Radiohead wrapped their brief 2009 European summer tour at the Reading Festival in England. They weren’t really supporting a new album at this point, giving them space to reach back into their catalog to guaranteed crowd-pleasers “Karma Police,” “Exit Music (for A Film)” and “Street Spirit.” None of those were too shocking, but most people were pretty stunned when the band walked onstage and busted out “Creep” as the very first song.
They had revived their 1993 breakthrough single a bunch of times on that tour, but it almost always came near the end of the set. It’s unclear why exactly they played it first at Reading, but it meant the one guy who usually screams “CREEP!” after every song at every Radiohead concert would shut up, or at least yell for “The Bends” or “Fake Plastic Trees” instead. (That same guy yells for “Hurricane” at every Bob Dylan show and “Southern Man” at every Neil Young concert. He is the worst person in the world.)

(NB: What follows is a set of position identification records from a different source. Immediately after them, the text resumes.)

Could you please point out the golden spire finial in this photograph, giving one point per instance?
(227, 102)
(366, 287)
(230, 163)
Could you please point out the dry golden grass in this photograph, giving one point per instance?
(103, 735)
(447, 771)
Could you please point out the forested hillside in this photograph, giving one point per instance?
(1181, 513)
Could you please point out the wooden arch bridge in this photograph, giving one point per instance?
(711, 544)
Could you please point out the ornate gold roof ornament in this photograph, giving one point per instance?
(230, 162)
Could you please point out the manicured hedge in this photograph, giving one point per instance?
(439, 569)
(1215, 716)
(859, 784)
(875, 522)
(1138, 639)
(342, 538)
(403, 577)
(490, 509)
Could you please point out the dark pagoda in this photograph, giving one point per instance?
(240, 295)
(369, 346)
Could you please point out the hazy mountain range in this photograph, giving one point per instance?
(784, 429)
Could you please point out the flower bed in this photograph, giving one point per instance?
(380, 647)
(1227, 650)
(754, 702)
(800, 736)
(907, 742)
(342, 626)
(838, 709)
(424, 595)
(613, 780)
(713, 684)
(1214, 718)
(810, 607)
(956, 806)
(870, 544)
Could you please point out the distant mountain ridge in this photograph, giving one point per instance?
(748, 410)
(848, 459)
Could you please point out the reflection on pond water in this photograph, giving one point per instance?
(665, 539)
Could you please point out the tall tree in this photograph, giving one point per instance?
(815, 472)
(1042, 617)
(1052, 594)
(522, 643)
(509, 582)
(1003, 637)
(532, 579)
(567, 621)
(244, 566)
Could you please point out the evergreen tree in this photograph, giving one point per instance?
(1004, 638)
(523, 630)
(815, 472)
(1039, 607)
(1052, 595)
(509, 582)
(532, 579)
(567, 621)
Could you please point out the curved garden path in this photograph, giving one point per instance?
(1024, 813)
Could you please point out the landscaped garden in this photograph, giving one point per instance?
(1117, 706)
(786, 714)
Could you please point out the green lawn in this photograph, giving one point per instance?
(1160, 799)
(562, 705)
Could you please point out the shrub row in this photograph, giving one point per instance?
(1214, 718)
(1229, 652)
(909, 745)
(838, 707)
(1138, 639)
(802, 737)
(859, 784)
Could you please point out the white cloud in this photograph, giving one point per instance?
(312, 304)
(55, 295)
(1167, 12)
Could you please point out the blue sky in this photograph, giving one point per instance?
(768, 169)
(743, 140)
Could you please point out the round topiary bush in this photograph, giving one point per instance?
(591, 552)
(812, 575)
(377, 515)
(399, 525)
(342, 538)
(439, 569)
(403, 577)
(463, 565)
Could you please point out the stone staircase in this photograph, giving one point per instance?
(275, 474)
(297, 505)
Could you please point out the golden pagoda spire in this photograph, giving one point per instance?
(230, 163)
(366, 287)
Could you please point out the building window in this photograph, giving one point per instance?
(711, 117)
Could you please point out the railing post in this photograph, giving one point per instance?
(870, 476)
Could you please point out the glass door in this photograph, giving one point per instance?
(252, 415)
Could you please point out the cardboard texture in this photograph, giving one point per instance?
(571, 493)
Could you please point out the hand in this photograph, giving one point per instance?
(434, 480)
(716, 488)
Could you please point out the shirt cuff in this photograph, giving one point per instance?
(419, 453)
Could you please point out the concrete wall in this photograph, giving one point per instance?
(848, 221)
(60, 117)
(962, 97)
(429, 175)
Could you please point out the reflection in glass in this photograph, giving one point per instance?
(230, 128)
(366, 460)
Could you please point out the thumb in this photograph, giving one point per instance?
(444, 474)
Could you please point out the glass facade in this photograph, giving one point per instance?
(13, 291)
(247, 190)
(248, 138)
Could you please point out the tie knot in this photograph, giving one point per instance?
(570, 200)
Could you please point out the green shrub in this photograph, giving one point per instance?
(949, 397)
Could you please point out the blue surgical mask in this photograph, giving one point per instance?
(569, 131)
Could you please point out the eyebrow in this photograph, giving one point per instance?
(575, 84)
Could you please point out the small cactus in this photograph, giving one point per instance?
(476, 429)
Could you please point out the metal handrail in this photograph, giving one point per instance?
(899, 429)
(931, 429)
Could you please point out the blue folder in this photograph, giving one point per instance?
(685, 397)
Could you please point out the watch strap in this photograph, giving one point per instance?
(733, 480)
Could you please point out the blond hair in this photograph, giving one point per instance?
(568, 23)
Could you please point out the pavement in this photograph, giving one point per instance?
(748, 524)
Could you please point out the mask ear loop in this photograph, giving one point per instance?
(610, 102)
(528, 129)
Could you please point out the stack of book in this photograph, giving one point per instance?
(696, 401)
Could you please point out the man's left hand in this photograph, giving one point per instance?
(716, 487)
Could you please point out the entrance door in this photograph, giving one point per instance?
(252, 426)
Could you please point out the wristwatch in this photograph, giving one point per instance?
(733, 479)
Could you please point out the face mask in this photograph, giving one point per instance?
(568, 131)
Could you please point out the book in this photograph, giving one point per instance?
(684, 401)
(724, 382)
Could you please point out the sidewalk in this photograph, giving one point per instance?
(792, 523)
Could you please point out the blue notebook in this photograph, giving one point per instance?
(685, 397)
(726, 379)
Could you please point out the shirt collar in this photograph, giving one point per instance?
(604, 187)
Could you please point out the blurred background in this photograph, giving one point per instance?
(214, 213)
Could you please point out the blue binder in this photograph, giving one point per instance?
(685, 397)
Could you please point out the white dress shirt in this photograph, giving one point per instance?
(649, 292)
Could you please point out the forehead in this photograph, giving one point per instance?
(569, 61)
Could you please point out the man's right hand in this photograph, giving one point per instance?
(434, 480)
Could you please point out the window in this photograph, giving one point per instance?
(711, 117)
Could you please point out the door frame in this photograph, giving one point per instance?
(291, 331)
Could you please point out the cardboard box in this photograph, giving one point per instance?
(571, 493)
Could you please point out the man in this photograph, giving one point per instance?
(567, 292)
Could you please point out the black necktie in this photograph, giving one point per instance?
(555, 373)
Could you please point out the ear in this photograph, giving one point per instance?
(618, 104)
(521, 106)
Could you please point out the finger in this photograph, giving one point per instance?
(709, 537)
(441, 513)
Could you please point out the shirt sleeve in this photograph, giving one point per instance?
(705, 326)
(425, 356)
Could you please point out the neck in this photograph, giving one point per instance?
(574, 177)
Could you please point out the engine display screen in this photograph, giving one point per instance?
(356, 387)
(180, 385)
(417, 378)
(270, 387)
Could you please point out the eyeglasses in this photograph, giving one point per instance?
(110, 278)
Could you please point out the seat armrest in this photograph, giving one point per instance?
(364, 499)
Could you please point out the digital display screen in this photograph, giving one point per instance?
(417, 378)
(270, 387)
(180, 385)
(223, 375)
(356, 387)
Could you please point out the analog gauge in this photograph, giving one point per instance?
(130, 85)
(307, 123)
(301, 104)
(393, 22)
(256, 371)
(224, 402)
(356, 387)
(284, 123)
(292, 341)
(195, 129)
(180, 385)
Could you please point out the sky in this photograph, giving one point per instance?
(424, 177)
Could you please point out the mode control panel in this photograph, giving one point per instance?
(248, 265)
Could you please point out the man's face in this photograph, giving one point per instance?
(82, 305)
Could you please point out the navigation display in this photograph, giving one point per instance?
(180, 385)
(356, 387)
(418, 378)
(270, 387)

Thom Yorke has complex feelings about “Creep.” The success of that song completely changed his life, and it’s quite possible that Radiohead never would have taken off had they not written that track, but there was a good four-year period where it was the only Radiohead song the mass public knew. Radiohead’s 1995 song “My Iron Lung” is about the realization that the very thing that’s keeping you alive is also trapping you in a very small space.
Radiohead largely dropped the song towards the end of the OK Computer world tour, bringing it back periodically in the 2000s. It always made the crowd go insane. This performance at Reading in August of 2009 is the last time they played it, even though they spent most of 2012 on a grueling world tour.